August 14, 2002
ALBANY, N.Y. (The Albany Times Union) -- You might know your cholesterol. But what about your CRP?
People worried about their chance of getting heart disease may soon become familiar with the concept of C-reactive protein. CRP indicates a person's blood vessels may be swollen, a condition national experts have now shown to be a key risk factor for heart attack.
Sound new? To most people, it is. But even while national recommendations are being finalized to guide doctors on CRP testing, some cardiologists already use the measure.
"It's going to become an important tool, similar to what the LDL cholesterol is," said Dr. Jan L. Houghton, academic director of interventional cardiology at the Albany Medical Center. LDL (low density lipoprotein) is considered the worse of two commonly measured cholesterol components.
Doctors have long recognized increases in CRP as an indicator of inflammation of any type. What the new research has shown is that even very low levels of the protein can reveal smoldering, widespread blood vessel swelling that could spark a heart attack. So for the past couple of years, cardiologists have checked for "high sensitivity CRP levels" - below the numbers they previously thought relevant - along with other measures of heart disease risk.
Anything harmful to the blood vessel walls will cause them to swell, Houghton said. Smoking will do it, as will high blood pressure, which puts extra stress on veins and arteries. Both are long-established risk factors for heart disease.
"Now there seems to be more understanding of how these risk factors cause heart disease," Houghton said.
Some doctors already are finding CRP useful when a patient has other borderline risk factors for heart disease. Cardiologists may hesitate to prescribe a cholesterol-reducing statin drug, such as Lipitor or Pravachol, to someone whose LDL levels are rising but still acceptable. That is when Dr. Jonathan DeSantis, chief of cardiology at St. Peter's Hospital in Albany, takes a careful look at CRP. If that's high, he's apt to suggest a statin, which, it turns out, reduces vascular inflammation, too.
"It definitely impacts decisions day to day," DeSantis said of CRP.
Some doctors don't think CRP will ever replace cholesterol or other measures of heart disease risk, or that people will swap their CRP levels at the water cooler any time soon. Nor should people look at blood test results and assume they should be taking cholesterol reducers to knock their CRP down, doctors said.
But the new understanding of vascular inflammation offers hope that new drugs could target it specifically - and do a better job of reducing some patients' risk of getting heart disease, DeSantis said.
Houghton already uses CRP to encourage patients to change bad habits that lead to unhealthy hearts.
"Before, it was sort of a nebulous subject: "You smoke, so you're at risk.
You have high blood pressure, so you're at risk,"' Houghton said.

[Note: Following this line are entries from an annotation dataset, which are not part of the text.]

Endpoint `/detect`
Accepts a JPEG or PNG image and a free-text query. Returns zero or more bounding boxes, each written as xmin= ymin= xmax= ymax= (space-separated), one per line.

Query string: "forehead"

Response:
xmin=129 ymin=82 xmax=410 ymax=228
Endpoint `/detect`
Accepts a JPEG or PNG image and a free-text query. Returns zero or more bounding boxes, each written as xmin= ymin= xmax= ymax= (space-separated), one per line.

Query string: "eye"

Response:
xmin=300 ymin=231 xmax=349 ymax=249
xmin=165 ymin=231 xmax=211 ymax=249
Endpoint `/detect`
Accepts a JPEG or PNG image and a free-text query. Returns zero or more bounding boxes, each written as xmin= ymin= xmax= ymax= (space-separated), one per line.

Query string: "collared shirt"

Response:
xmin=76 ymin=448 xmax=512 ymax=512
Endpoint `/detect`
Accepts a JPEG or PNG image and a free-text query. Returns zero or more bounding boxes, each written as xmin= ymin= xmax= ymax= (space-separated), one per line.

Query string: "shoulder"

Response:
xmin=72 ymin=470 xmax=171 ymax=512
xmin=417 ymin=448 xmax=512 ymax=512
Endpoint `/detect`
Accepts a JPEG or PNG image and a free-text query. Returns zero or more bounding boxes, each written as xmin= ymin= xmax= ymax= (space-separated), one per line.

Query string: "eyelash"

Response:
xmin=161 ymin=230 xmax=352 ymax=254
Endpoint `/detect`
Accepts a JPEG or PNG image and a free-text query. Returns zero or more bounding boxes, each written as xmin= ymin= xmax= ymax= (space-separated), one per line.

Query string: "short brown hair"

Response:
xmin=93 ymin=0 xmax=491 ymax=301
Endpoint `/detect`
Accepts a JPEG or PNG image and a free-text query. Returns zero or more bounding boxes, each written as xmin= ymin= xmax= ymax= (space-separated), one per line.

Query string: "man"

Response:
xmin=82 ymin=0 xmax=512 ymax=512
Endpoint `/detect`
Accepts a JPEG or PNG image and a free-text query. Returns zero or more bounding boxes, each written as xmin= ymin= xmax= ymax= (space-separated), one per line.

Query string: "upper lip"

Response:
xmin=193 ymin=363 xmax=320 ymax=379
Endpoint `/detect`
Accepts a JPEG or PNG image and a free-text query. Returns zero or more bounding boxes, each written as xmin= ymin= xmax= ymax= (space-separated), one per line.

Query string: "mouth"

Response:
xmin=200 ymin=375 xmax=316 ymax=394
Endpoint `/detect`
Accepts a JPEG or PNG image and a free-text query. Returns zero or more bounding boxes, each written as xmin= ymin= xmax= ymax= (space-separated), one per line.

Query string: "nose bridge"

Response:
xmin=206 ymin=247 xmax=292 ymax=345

Now, she can point to a rising CRP level and tell patients she suspects their behavior or other problems are causing inflammation of their blood vessels. That has led to success in changing long-established bad habits, Houghton said.
CRP is not a perfect measure, and doctors stress that it won't be useful in every patient.
Doctors across the country are awaiting recommendations from federal health officials, due out this fall, that will guide them in who to test for CRP and how to interpret the results.
Some, like Houghton, predict that the simple blood tests will become as common as those for cholesterol, which are recommended for adults once every five years.
"It's definitely going to be really big, and it's going to help a lot of people," Houghton said.